Key message: Weakening demand and market share wars have decimated margins. Planned price increases (12-15%) need to stick to recover cost increases.

  • PPC released 1H FY23 results, with revenue up by 9% (excl. Zimbabwe). Excl. Zimbabwe, costs increased by 11%. Hyperinflation in Zimbabwe caused a negative R206m net monetary impact.
  • Finance costs declined by 43% as de-gearing continues and interest rates fell after negotiating improved debt terms. HEPS fell to a loss of 3c (from 53c). Excl. Zimbabwe HEPS fell to 4c (from 10c).
  • Cement South Africa and Botswana: Sales volumes down 2.6% and prices up 5%. We forecast revenue to increase 11% for FY23 with the EBITDA margin decreasing to 11% (from 15.2%) as severe cost inflation is unlikely to be recovered through pricing alone.

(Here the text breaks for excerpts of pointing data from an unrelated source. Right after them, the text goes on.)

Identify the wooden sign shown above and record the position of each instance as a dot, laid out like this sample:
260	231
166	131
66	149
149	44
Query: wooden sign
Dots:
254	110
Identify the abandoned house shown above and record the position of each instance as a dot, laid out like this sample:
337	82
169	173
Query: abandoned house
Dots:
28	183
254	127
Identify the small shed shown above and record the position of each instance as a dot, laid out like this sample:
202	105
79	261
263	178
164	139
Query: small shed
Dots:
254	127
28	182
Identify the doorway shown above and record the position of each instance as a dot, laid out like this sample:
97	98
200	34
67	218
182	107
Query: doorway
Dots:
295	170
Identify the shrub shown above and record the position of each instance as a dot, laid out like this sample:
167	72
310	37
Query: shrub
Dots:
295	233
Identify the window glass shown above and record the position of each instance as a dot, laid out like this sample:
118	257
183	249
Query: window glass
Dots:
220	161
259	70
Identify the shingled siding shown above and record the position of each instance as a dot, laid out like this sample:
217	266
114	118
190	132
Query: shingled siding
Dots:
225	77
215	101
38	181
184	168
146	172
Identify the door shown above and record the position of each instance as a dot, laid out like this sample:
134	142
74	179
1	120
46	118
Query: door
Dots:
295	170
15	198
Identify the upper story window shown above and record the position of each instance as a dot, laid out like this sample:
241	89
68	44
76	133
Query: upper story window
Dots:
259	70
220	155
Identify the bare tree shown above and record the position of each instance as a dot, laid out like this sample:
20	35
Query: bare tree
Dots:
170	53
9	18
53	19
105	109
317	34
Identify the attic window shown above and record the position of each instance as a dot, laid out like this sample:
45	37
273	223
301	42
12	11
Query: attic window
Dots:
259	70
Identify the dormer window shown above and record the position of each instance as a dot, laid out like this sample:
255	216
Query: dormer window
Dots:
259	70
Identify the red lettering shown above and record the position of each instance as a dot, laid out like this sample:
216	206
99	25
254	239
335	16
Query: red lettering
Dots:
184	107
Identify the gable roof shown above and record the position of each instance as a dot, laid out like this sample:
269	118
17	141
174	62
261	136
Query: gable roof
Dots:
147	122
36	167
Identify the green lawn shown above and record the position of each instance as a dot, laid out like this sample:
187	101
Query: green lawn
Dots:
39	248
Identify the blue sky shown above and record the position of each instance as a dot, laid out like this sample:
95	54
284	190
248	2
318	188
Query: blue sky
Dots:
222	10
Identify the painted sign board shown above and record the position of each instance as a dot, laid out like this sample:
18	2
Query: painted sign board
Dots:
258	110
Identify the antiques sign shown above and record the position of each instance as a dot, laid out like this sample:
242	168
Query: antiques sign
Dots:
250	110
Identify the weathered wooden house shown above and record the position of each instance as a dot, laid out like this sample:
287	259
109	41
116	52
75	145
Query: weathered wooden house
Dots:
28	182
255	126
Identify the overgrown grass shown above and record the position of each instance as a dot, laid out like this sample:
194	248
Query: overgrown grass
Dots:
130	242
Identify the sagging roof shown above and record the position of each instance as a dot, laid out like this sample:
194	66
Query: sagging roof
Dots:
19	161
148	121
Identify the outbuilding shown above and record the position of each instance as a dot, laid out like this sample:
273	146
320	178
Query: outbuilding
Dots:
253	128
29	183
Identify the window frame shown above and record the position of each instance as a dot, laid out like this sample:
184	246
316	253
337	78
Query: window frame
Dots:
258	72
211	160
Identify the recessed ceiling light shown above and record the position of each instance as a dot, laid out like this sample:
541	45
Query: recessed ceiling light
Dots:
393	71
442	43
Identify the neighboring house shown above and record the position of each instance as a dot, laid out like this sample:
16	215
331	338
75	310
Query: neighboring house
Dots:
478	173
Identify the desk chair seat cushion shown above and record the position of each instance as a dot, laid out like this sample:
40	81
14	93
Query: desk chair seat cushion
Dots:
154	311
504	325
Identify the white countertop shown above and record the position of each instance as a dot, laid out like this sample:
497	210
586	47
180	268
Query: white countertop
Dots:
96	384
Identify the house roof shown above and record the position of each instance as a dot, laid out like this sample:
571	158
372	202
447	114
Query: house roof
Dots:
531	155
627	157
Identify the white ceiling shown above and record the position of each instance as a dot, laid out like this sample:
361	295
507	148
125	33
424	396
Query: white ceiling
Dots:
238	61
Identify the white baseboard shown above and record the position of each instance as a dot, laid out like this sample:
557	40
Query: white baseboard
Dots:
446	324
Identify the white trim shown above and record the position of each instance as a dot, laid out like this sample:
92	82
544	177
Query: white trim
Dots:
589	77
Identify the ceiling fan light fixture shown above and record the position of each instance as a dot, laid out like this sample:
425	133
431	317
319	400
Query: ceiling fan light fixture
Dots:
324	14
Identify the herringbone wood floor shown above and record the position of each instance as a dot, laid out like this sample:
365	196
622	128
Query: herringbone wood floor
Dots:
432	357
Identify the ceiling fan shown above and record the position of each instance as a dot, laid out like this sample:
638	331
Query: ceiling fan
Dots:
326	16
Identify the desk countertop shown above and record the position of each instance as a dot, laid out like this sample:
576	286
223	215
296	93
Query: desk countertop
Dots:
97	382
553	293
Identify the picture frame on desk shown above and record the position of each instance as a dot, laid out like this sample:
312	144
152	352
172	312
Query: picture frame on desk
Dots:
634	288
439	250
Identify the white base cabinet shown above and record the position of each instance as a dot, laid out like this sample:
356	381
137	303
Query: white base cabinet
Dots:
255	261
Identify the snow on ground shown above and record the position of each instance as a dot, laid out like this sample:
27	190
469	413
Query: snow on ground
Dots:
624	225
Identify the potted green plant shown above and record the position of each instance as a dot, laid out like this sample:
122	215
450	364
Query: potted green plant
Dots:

  • Retail sales have weakened substantially, and we do not see a meaningful recovery in cement demand in the current economic environment. Price increases are the only lever for cement companies to recover margin lost to cost increases and volume declines.
  • PPC is looking to increase cement prices by 12-15% in January 2023. This is the minimum required just to recover cost inflation – this will not take EBITDA margins back to 20% yet (a volume recovery would be required for that).
  • Zimbabwe: Sales volumes down 13% due to the kiln shutdown. Volumes had recovered by 2Q. Prices increased by 12% over the period to recover input cost inflation. Management expects cash extraction of US$8-10m/yr from Zimbabwe with 50-60% of revenue generated in US$ being free funds for dividend payments.
  • Rwanda: Sales volumes up 11% due to public infrastructure spend, general construction and exports to DRC. Plant performance has improved.
  • Planned cement price increases will only take effect at the end of 2H and FY23 results will therefore remain subdued. A recovery into FY24 is forecast assuming the price increases stick.
  • We have used FY24 as the base year for our valuation as FY23 will be impacted by severe cost inflation, weaker volumes and lower than expected price increases. We adjust our Target Price to R3.87 (from R4.90). Our FY23 valuation is R2.85 (from R3.60).